Snapshot Granularity

Snapshots are daily, not per-session. A per-session log would require the app to be open during play, which isn't guaranteed. The daily snapshot approach works passively — it records whatever cumulative state Steam reports at midnight, with no dependency on the app being active during a play session. The tradeoff is that a day with two separate play sessions for the same game is indistinguishable from one long session.

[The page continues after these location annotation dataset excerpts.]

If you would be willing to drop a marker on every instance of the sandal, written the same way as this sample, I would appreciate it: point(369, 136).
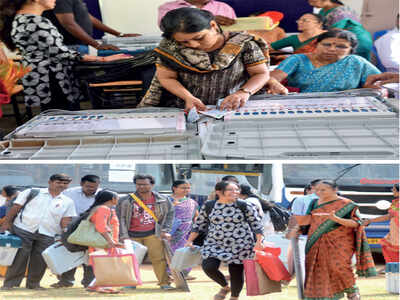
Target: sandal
point(354, 296)
point(103, 290)
point(222, 294)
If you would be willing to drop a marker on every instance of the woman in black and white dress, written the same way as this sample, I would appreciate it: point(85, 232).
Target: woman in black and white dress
point(51, 83)
point(230, 237)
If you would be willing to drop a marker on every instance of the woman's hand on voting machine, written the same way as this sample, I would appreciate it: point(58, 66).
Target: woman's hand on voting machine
point(224, 21)
point(276, 88)
point(194, 102)
point(235, 100)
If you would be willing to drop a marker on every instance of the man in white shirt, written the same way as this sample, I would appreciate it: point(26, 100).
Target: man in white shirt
point(83, 197)
point(388, 49)
point(36, 223)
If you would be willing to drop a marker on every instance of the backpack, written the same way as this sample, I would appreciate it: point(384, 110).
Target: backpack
point(71, 227)
point(279, 217)
point(209, 205)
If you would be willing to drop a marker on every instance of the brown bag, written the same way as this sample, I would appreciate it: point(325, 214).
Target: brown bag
point(115, 269)
point(257, 282)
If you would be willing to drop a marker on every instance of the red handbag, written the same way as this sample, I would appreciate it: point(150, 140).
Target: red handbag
point(272, 266)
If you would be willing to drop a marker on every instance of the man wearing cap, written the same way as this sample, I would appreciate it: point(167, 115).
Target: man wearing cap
point(83, 197)
point(224, 14)
point(75, 23)
point(36, 223)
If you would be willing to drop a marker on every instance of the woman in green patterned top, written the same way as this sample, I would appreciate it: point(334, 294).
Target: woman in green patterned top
point(338, 15)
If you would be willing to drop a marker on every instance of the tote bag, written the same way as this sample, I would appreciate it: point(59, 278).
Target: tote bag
point(257, 282)
point(115, 268)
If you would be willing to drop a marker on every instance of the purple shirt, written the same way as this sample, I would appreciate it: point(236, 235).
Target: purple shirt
point(217, 8)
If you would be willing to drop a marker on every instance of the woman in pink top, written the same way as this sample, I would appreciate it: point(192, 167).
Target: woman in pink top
point(224, 14)
point(106, 222)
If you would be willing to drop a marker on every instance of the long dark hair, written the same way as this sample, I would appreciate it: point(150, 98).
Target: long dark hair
point(102, 197)
point(177, 183)
point(10, 190)
point(8, 10)
point(185, 19)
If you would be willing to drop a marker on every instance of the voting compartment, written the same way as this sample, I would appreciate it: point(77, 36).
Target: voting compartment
point(185, 258)
point(158, 134)
point(392, 278)
point(352, 125)
point(9, 245)
point(60, 260)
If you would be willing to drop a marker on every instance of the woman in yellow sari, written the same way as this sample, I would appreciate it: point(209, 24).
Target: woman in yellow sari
point(334, 236)
point(390, 243)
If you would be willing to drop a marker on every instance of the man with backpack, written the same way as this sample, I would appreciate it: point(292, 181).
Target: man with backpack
point(36, 217)
point(146, 217)
point(83, 197)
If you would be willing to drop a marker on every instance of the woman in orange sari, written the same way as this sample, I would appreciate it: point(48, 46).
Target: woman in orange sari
point(106, 222)
point(390, 243)
point(335, 235)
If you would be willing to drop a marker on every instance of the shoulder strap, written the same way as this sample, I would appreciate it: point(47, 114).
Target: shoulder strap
point(32, 194)
point(144, 206)
point(243, 207)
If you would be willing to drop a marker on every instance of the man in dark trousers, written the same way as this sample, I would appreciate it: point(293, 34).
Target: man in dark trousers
point(75, 23)
point(43, 217)
point(146, 217)
point(83, 197)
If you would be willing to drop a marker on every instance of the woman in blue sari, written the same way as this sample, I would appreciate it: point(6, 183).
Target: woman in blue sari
point(338, 15)
point(329, 68)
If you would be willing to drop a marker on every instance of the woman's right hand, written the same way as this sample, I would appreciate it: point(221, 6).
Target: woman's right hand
point(189, 244)
point(194, 102)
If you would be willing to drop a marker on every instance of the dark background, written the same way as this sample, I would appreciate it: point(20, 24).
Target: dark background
point(292, 10)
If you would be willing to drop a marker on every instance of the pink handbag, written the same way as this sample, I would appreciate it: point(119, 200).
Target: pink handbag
point(257, 282)
point(272, 265)
point(116, 268)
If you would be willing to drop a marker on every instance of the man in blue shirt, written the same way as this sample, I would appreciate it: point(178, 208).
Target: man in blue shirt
point(300, 204)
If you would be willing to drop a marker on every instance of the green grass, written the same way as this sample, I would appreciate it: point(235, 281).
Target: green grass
point(201, 289)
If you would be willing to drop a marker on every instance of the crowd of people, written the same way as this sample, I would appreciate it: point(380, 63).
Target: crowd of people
point(198, 62)
point(234, 219)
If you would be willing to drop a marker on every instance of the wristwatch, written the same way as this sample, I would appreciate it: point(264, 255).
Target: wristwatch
point(246, 90)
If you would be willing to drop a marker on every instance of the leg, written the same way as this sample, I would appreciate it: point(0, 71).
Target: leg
point(211, 268)
point(16, 272)
point(37, 265)
point(237, 279)
point(66, 279)
point(88, 275)
point(155, 250)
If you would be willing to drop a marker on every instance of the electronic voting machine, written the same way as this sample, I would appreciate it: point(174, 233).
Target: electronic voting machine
point(346, 125)
point(153, 133)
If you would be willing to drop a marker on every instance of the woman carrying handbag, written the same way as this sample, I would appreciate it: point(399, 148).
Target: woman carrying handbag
point(106, 223)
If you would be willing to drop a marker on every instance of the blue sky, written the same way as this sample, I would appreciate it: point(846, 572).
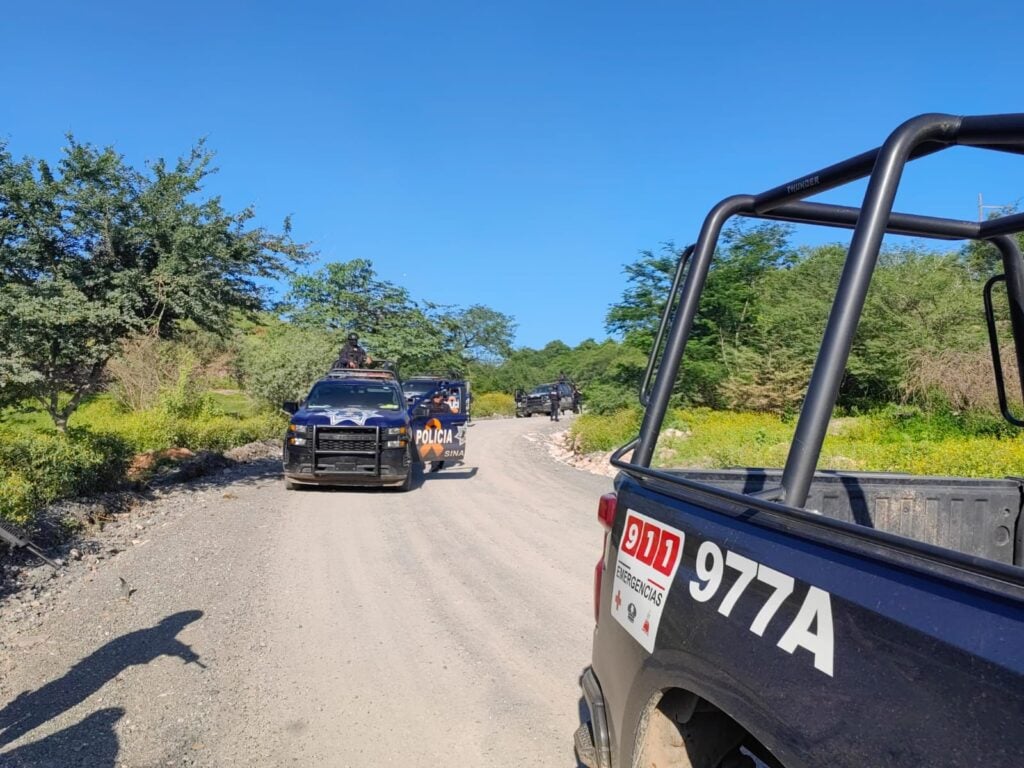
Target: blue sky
point(515, 155)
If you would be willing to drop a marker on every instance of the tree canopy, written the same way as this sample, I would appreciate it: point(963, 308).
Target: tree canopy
point(93, 252)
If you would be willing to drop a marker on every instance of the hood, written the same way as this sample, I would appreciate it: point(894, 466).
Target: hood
point(351, 417)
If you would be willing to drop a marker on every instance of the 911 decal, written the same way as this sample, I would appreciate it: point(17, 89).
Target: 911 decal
point(648, 556)
point(649, 545)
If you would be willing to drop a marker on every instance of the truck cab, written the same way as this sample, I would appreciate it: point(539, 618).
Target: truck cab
point(353, 428)
point(795, 617)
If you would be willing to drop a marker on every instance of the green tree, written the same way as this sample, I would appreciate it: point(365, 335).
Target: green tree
point(344, 297)
point(725, 315)
point(93, 252)
point(280, 360)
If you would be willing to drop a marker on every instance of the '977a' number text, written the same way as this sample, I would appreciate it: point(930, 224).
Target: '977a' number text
point(812, 627)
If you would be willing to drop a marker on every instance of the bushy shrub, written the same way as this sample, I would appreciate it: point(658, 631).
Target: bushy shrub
point(282, 361)
point(592, 431)
point(895, 439)
point(39, 468)
point(493, 403)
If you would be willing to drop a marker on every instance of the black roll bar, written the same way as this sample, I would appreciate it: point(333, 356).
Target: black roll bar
point(914, 138)
point(684, 257)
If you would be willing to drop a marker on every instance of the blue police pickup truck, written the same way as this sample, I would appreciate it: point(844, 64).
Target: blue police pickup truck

Denormalised Title and Cover in Snapshots

Storing game_title and cover_url directly in daily_game_snapshots avoids a JOIN on every feed query and preserves historical accuracy: if a game's title is corrected in the games table, old feed entries still show the title as it was at the time of the snapshot. The storage overhead is negligible — text columns in SQLite compress well and the snapshot table grows by at most a few hundred rows per day.

EST Timezone for Snapshot Date

The snapshot date is computed in EST (UTC−5) rather than UTC. This means "today" for snapshot purposes aligns with the calendar day as experienced by the user. A game played at 11pm local time shows up in that day's snapshot, not the next day's. The UTC equivalent job time (05:05) was chosen to fall well after midnight EST on any date, including daylight saving transitions.